Any idea on the diff between this and 10.13?
 
It sounds like they listened to our pleas to:

1) Drive more smoothly. (So glad all my moaning has been vindicated - it sounds like it was totally screwed up before…we’ll see whether this helps.)
2) Determine how to stop the car in the correct place.
3) Understand when the car can’t see.
4) See cross traffic.
5) Maybe pick the correct lanes sometimes.
6) Maybe have a little memory, unclear how much.
7) Detect and respond to UFOs (was not in the request list).
 
  • Helpful
Reactions: GranularHail
The biggest issue is it gets into the right lane so often and I. My area the right lane is sometimes parking only and sometimes driving only.

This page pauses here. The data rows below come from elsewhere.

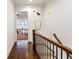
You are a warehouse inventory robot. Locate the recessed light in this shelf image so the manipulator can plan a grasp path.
[29,0,32,2]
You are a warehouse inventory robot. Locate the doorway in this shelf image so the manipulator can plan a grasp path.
[16,12,28,40]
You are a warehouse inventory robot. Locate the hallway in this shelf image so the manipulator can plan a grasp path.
[8,40,36,59]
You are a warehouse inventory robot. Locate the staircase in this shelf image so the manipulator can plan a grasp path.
[33,30,72,59]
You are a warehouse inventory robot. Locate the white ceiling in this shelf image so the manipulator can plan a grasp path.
[14,0,46,5]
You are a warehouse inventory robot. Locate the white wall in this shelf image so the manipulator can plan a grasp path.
[40,0,72,47]
[7,0,16,56]
[16,5,43,42]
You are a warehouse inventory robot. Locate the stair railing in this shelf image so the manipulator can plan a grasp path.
[33,30,72,59]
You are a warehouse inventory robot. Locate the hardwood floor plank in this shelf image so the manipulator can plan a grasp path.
[8,40,37,59]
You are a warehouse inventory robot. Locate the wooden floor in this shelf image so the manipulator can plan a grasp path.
[8,40,37,59]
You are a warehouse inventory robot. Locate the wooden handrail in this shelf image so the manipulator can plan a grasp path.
[34,33,72,54]
[53,33,62,44]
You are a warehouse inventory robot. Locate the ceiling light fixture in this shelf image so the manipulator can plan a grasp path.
[29,0,32,2]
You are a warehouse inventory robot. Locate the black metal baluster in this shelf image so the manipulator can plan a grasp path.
[56,46,58,59]
[47,41,48,59]
[53,44,54,59]
[67,53,68,59]
[50,43,51,59]
[61,49,63,59]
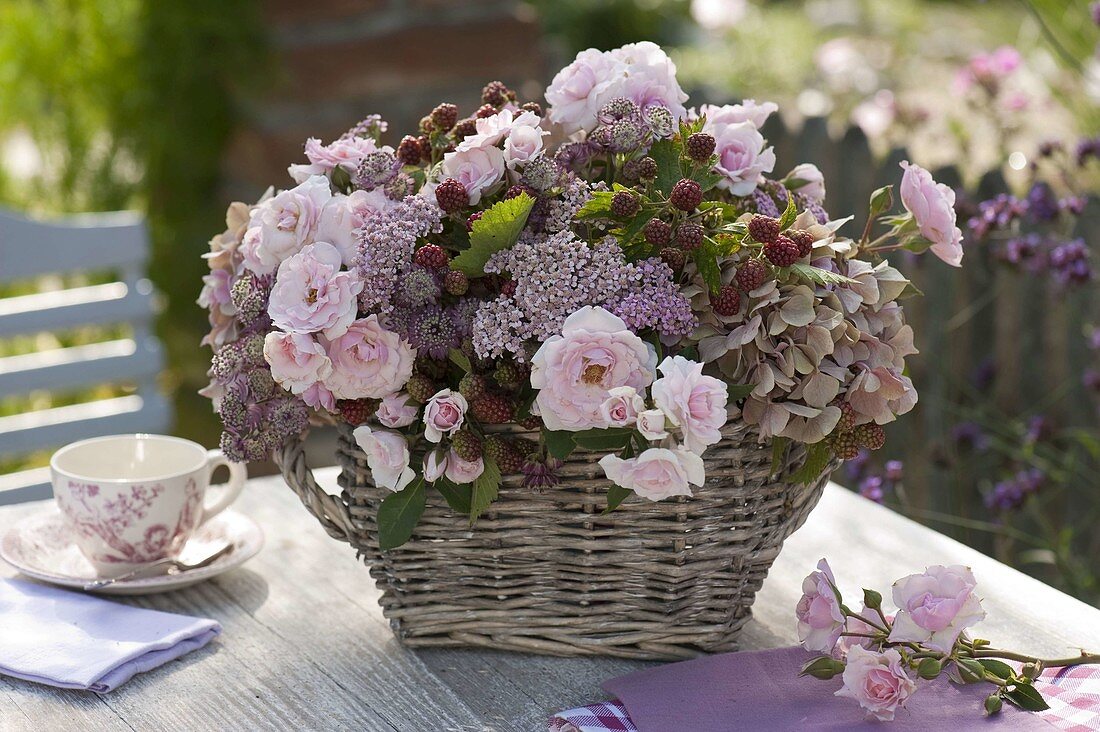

It that people pay attention, or cate, one way or the other. You are car gets in the right lane and gets stuck behind a parked car and eventually goa around it only to go right back into the right lane and do it all over.


And why make left turns into left lanes when I almost immediately needs to make a right after the left you it try’s to cut access 3-4 lanes after completing the left to get ready for the right.
 
(So glad all my moaning has been vindicated - it sounds like it was totally screwed up before…we’ll see whether this helps.)
I also hope that those people who argued that we just have to be happy with how FSD drives, and that it will never drive the way we would drive, and that we are expecting too much, appreciate the new (hopefully) smoother behavior.

We’ll see if it is smooth enough! I suspect strongly that I will still be griping, but I do hope for improvement - it was definitely low-hanging fruit, that made using FSD barely tolerable.

I hope Chuck doesn’t do the UPLs at night! Though Sunday morning doesn’t really bode that well for me either. Presumably everyone wants to see how it does with actual traffic. So hopefully that is what we see.